Preventing eye problems can be done through a series of life changes from cleaning your cat regularly so that your cat’s eyes aren’t affected by dust to switching to a dust-free litter. Also, you have to learn how to make the difference between normal eye discharge and a pathological one, in terms of amount, density, and color, so you should ask your vet about this when you have the chance… more

Cancer
We saved cancer for the end because it can be one of the most devastating diseases in any species, and cats are no exception. Some of the most common cancers of cats are lymphoma (which is typically associated with FeLV — feline leukemia virus), mammary tumors, and squamous carcinoma.

The treatment depends on the specific type of cancer the cat is suffering from. Staging the neoplasm needs to be done before the initiation of any treatment and some of the options available right now are surgery, chemotherapy, and radiation therapy.

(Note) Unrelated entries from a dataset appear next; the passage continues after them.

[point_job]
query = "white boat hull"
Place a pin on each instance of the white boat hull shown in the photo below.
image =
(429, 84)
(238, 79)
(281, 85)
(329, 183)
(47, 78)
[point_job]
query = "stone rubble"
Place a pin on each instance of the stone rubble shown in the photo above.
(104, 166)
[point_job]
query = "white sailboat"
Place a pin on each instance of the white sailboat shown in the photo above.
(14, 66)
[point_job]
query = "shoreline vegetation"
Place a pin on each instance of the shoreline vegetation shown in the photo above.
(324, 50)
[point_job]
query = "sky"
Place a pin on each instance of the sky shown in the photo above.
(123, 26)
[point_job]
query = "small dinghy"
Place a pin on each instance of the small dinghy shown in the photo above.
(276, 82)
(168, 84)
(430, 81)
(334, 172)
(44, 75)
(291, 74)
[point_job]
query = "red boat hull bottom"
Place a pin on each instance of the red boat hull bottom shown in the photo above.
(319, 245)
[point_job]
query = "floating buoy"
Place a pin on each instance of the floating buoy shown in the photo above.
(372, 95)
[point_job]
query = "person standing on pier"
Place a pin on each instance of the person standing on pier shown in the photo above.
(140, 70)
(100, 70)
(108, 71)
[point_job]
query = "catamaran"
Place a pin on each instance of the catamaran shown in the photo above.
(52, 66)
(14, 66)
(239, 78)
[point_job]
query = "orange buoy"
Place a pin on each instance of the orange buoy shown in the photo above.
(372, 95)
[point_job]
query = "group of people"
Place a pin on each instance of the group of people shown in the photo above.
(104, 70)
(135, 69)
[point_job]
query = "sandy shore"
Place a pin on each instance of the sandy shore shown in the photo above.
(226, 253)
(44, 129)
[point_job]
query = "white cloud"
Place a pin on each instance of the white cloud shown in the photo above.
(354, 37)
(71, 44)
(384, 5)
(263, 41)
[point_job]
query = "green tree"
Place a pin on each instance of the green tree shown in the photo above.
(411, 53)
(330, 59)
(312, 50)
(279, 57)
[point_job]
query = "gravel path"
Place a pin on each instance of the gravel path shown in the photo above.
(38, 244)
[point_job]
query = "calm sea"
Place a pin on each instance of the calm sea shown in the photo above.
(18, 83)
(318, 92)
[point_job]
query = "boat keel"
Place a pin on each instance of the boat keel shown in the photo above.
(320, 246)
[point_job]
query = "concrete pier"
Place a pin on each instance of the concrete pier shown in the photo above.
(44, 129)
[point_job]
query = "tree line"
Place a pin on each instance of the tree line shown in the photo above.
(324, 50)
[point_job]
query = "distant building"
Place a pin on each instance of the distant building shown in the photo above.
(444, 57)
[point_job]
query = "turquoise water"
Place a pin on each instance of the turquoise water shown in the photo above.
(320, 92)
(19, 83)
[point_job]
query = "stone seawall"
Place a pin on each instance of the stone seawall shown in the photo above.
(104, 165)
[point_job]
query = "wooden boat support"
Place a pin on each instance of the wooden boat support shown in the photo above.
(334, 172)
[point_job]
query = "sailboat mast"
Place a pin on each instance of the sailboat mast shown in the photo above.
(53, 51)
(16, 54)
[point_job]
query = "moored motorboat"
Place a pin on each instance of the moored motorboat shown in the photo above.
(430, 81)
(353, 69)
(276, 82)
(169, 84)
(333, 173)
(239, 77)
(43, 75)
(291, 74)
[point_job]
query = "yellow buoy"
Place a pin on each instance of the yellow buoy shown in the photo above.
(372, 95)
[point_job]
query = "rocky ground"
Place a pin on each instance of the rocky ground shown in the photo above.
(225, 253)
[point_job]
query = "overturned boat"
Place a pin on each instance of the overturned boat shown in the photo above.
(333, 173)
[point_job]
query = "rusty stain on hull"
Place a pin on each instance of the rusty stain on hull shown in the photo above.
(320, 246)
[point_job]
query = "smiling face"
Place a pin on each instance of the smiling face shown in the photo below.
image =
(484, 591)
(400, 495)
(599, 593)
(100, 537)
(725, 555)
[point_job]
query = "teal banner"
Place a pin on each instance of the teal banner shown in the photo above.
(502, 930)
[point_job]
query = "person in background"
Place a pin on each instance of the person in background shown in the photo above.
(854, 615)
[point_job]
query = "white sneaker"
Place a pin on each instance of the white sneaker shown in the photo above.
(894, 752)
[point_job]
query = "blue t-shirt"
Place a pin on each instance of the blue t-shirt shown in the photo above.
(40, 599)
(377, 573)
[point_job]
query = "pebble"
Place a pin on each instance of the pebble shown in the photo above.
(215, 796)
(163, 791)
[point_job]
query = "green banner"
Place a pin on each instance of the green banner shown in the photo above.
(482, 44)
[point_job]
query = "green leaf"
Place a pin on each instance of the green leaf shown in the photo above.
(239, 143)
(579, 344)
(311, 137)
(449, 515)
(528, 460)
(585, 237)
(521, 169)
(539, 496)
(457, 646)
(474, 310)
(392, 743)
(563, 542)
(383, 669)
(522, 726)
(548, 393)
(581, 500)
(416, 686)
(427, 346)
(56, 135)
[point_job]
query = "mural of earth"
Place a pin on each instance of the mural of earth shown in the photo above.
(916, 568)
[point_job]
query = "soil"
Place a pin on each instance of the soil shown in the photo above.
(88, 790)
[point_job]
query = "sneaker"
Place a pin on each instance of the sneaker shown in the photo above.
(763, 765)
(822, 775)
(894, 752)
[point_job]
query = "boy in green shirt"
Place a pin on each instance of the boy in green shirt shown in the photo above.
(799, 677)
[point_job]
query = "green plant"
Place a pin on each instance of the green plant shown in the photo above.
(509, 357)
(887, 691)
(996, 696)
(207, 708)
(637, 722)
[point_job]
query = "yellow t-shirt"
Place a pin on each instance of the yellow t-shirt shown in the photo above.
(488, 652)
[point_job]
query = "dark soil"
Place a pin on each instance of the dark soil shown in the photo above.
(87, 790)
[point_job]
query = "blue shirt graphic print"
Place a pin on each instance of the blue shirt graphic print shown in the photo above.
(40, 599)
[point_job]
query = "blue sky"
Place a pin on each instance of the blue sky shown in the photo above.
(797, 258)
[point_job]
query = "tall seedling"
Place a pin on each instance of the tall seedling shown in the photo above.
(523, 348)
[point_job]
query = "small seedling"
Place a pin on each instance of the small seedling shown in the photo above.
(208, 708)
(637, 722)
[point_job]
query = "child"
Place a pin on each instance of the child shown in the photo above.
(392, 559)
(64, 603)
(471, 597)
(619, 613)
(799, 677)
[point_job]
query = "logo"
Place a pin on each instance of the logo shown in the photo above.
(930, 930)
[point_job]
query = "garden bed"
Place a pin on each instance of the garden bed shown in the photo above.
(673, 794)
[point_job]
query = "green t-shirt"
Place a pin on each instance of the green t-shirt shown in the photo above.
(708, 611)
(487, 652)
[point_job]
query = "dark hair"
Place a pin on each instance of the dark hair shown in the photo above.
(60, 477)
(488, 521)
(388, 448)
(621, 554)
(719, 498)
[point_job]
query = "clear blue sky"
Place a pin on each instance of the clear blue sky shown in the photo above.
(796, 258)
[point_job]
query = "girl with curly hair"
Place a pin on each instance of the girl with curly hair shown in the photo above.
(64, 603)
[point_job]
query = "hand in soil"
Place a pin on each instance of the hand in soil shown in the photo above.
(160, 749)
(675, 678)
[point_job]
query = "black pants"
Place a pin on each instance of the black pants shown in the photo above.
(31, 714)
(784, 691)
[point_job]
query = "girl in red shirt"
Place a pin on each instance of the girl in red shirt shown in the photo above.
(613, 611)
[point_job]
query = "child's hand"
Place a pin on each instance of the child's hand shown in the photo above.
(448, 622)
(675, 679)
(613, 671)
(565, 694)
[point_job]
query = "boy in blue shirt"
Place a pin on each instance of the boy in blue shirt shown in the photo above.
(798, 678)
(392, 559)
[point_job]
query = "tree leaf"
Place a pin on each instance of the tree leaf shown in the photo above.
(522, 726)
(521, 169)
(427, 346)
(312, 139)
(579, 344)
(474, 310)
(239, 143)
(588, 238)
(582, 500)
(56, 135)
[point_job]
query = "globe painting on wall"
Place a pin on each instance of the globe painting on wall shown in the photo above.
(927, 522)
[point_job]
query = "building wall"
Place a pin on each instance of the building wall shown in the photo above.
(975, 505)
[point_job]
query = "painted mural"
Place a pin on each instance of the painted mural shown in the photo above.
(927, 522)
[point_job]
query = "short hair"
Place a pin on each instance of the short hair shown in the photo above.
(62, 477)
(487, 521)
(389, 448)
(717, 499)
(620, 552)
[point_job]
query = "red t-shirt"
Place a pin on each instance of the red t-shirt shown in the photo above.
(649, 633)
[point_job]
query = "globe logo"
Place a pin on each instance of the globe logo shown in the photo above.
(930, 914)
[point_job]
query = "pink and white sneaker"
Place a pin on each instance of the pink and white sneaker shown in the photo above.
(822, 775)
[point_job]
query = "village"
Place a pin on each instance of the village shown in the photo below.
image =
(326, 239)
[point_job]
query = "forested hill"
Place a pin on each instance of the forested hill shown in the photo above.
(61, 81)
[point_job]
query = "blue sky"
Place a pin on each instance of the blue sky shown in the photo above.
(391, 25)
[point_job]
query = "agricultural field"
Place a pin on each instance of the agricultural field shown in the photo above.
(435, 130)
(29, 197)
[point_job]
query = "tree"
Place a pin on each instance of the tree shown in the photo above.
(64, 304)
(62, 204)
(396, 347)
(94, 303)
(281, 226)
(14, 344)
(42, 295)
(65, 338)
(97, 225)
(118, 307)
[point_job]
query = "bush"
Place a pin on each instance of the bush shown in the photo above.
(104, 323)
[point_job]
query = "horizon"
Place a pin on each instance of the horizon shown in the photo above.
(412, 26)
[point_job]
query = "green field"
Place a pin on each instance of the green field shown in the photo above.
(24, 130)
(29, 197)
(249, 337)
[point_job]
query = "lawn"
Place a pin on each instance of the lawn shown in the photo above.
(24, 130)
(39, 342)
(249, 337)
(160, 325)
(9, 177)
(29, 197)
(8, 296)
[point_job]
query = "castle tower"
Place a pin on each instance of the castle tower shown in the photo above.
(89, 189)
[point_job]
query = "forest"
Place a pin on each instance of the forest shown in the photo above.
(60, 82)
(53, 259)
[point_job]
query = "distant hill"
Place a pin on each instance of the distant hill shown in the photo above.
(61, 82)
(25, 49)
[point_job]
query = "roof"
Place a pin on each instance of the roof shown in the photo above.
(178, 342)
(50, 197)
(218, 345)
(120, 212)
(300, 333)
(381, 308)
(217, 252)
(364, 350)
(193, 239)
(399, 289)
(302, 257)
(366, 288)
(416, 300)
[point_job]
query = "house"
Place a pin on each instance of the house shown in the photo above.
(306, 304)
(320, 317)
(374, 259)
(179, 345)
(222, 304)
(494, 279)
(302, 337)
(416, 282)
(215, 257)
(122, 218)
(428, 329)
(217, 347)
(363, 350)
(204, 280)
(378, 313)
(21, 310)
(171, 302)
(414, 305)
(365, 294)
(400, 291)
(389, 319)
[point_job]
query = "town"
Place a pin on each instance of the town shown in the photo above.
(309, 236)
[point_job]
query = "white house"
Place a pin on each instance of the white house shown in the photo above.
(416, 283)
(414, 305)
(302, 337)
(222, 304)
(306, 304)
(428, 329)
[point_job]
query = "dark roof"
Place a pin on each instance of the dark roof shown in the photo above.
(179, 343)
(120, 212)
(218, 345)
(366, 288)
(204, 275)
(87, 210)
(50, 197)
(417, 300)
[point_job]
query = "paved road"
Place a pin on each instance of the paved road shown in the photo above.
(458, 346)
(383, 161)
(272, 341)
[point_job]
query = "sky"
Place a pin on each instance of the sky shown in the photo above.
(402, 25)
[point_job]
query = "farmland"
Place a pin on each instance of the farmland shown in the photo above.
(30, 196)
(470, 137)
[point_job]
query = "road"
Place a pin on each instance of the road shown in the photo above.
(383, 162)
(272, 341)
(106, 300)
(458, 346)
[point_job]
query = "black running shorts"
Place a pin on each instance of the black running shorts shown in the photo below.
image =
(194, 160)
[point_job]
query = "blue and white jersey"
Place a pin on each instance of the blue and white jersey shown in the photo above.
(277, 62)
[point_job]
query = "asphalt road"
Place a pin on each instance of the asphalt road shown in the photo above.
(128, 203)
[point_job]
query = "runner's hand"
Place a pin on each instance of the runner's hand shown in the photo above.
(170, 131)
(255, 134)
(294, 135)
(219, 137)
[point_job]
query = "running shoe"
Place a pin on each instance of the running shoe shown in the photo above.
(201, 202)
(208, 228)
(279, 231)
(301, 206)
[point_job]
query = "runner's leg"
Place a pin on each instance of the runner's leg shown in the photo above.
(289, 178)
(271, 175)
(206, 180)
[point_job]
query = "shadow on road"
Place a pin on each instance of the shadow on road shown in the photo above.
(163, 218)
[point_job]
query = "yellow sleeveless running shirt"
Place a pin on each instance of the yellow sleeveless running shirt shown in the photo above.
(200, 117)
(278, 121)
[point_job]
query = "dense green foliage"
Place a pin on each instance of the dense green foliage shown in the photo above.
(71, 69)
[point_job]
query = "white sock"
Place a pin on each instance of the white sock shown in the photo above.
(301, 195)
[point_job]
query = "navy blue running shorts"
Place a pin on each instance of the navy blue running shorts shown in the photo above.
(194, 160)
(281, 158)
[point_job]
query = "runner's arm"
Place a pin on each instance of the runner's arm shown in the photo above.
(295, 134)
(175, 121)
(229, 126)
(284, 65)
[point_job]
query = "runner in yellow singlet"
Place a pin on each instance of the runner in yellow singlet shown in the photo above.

Because the exact causes of cancer are still unknown, you could try to prevent the disease by opting for high-quality food that’s as natural as possible, and that contains as little preservatives and artificial colors as it can. Also, avoid using harsh chemicals to clean your home, because your cat will accidentally (and naturally) breathe in those toxic substances and that could increase the risk, as well… more

Take your cat to the vet for an annual check-up for a general examination and a blood test. You wouldn’t believe just how much a small amount of blood can reveal when it comes to your pet’s health. Whether you want to prevent cancer or catch it before it becomes too severe or you want to be able to treat any medical condition before it becomes complicated, taking your cat in for a check-up now and then is always a good idea.